Rightly or wrongly, the confluence of all these troubles for the Jays has got a lot of people, myself included, starting to think more and more about what this team ought to look like next year. I’m not sure it’s as difficult a question as a lot of people want to make it out to be. Bautista and Encarnacion locked for up two years at way less than their market value? Hutchison, Stroman, Sanchez, and Norris potentially on the cusp of forming the core of a dirt cheap young rotation you can feel awfully good about? The increasingly real possibility of another failed season under Alex Anthopoulos will increase the volume of those wanting to insist the club do something drastic, but maybe you just play for 2015 and — especially — 2016. Maybe you take a step back and use R.A. Dickey as a chip to get a real second baseman. Maybe J.A. Happ gets it done. Maybe you swallow hard and pay a big portion of Mark Buehrle’s contract in order to get out from an even bigger portion of it and restore some financial flexibility. As scary as it is to keep on humping the diminishing returns of Jose Reyes, and to think of banking so hard on what will, by 2016, be a 35-year-old Bautista and a 33-year-old Edwin Encarnacion, maybe we’d do well to remember just how rare their kind of talent is.
Maybe these are questions better left for… y’know… every day of the off-season. Maybe Anthopoulos can beef up the damn analytics department in the meantime.

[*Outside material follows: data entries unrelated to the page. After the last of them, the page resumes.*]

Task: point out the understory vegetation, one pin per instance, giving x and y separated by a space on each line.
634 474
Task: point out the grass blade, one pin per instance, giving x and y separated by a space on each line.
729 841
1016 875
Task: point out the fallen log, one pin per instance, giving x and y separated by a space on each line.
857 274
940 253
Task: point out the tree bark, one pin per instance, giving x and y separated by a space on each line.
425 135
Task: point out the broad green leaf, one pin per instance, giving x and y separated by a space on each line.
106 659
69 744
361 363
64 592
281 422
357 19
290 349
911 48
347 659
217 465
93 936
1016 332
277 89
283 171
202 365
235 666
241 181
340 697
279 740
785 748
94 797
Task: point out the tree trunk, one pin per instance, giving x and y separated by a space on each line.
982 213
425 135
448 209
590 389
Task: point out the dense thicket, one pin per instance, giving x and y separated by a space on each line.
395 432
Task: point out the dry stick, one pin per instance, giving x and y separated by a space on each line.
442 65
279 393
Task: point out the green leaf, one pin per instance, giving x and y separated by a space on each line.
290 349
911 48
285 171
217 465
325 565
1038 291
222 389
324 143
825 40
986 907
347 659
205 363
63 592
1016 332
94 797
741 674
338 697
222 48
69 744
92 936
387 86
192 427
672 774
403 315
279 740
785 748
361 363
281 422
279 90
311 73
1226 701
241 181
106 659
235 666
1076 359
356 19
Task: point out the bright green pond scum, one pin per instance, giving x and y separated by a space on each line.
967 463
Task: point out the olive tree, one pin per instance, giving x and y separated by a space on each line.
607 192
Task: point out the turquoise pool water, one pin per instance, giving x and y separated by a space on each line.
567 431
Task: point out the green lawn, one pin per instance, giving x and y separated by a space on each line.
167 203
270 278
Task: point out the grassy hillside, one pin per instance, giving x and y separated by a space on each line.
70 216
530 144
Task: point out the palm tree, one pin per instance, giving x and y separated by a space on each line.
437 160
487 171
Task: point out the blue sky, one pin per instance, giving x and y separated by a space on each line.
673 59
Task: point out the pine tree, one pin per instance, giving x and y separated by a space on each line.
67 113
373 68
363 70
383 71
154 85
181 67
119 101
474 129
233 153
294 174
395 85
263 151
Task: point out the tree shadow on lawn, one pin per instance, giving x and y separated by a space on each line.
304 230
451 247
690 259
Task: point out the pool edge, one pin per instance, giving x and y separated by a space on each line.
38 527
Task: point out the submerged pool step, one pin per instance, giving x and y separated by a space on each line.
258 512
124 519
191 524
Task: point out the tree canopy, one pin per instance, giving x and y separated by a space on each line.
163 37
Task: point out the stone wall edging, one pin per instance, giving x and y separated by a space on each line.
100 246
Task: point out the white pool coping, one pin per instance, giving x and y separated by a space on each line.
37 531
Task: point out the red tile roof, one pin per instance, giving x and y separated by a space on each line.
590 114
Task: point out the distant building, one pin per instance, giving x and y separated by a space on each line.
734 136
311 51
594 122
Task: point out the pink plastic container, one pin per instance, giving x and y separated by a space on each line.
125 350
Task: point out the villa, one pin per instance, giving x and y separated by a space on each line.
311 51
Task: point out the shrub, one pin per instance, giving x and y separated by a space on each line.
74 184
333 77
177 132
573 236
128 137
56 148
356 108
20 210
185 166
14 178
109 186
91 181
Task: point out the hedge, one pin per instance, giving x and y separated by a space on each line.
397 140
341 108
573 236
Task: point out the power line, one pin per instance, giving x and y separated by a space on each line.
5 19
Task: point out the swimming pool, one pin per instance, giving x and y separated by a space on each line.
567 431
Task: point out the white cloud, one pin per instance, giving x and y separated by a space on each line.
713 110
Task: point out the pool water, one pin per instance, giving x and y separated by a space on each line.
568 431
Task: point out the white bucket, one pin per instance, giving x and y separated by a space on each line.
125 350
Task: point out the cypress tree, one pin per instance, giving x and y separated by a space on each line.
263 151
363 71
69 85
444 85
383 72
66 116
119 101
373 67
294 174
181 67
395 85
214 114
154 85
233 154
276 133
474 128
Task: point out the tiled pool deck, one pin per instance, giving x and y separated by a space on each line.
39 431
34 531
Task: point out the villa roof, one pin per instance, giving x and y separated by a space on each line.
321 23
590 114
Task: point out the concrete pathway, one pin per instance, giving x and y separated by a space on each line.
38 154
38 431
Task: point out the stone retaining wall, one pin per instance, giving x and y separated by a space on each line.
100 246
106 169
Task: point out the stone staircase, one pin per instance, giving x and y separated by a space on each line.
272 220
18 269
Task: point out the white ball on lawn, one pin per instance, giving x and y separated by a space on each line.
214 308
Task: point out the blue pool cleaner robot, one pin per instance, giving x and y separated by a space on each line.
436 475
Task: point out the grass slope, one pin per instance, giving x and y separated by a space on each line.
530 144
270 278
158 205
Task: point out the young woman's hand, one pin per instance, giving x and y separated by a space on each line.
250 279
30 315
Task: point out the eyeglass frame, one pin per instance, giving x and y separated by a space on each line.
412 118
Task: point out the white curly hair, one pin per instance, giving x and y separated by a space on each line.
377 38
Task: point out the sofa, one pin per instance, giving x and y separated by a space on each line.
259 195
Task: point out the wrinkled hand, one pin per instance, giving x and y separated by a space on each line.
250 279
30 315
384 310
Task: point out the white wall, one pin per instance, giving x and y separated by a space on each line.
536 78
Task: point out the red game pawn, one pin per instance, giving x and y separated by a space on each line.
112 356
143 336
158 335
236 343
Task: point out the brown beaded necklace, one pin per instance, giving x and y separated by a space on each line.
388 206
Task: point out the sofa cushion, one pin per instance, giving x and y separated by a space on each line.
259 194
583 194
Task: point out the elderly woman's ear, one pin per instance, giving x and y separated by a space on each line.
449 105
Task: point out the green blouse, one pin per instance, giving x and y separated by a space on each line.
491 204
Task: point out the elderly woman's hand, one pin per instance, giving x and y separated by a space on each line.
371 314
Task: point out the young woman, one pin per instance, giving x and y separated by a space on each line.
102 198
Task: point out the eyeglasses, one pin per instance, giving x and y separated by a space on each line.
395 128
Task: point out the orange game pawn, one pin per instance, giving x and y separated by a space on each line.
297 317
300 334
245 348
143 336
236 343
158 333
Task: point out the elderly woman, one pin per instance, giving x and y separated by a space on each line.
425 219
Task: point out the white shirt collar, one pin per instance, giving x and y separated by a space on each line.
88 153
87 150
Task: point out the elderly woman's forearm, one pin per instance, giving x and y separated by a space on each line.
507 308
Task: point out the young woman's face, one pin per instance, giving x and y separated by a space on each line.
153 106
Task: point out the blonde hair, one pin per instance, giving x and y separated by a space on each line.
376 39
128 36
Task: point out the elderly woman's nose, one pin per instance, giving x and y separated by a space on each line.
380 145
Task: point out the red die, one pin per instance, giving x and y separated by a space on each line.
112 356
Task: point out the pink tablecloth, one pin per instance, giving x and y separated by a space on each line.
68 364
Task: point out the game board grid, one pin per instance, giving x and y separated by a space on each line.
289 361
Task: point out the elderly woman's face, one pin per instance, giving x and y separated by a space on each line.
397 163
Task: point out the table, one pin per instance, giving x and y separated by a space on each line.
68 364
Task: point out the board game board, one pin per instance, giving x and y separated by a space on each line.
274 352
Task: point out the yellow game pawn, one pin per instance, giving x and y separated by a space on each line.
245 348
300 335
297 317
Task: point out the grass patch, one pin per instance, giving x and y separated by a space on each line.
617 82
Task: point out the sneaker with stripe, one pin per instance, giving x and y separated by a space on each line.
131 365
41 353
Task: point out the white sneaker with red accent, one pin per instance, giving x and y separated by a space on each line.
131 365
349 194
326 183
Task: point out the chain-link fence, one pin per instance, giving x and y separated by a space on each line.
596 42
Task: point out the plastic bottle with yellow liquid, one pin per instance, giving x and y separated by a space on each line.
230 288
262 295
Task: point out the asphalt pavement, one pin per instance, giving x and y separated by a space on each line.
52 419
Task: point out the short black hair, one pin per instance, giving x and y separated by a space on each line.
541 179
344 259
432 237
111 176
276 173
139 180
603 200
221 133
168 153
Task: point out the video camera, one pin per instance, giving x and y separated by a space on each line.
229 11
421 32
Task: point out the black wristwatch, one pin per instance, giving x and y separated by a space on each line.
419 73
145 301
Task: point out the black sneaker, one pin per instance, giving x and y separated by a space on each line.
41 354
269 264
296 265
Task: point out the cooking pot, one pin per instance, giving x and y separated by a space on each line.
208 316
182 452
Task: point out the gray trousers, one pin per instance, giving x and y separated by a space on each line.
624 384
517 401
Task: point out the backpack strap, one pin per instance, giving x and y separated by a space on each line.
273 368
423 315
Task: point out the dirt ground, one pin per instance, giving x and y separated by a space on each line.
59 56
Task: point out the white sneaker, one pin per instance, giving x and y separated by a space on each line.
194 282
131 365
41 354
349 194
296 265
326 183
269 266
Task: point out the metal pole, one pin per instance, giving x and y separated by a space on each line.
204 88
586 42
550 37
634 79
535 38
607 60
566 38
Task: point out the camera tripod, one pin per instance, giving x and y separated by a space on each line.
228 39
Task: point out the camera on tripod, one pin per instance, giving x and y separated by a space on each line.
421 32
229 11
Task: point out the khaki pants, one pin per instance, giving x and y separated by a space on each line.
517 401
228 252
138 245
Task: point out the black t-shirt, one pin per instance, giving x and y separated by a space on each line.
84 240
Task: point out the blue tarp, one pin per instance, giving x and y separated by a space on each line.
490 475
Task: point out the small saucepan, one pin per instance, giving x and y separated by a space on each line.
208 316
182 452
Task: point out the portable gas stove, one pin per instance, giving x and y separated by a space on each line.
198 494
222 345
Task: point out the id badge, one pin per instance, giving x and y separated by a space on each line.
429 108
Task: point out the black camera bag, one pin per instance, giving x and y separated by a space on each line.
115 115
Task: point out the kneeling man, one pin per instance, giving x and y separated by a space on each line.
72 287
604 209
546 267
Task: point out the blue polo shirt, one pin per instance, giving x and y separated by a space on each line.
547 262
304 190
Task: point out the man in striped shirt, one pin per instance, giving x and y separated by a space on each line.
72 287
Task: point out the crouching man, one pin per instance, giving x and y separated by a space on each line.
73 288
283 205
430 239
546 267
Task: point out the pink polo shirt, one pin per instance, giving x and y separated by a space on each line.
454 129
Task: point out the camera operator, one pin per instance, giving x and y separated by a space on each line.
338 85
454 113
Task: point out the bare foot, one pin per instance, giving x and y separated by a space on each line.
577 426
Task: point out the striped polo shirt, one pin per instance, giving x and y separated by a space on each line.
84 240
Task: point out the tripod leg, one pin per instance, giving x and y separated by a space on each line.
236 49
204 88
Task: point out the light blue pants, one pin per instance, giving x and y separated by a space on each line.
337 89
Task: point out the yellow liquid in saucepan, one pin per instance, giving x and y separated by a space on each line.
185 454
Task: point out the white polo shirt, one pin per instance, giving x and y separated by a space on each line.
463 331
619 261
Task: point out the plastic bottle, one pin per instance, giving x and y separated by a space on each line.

Tangent here, but it would be a little bit fucking nice if this winter we can avoid missing details like Dioner Navarro’s poor pitch framing, which was discussed by Jeff Sullivan at Just A Bit Outside last week. Sullivan looks at the total strikes gained or lost by framing — both by a team’s own catchers, and against its hitters — and finds that the Brewers are the top team in baseball (+400 strikes), and the Jays are the bottom one (-280). It’s not all on Navarro — Sullivan notes that Jays hitters have lost out on strikes because there are so many good framers in the AL East that they face with regularity — but still! He explains:
“What does a single strike mean? Calculations in the past have put the value of an extra strike somewhere around 0.14 runs. That’s not very much, but then, you can do the multiplication. These things add up fast. If you use that estimate, then the difference between the Brewers and the Blue Jays, here, comes out to about 95 runs, just from pitch-framing alone. That’s thought to be something like ten wins. That’s just the difference between the two extremes, but that’s an enormous difference.”
I’ll still take him over Arencibia, though.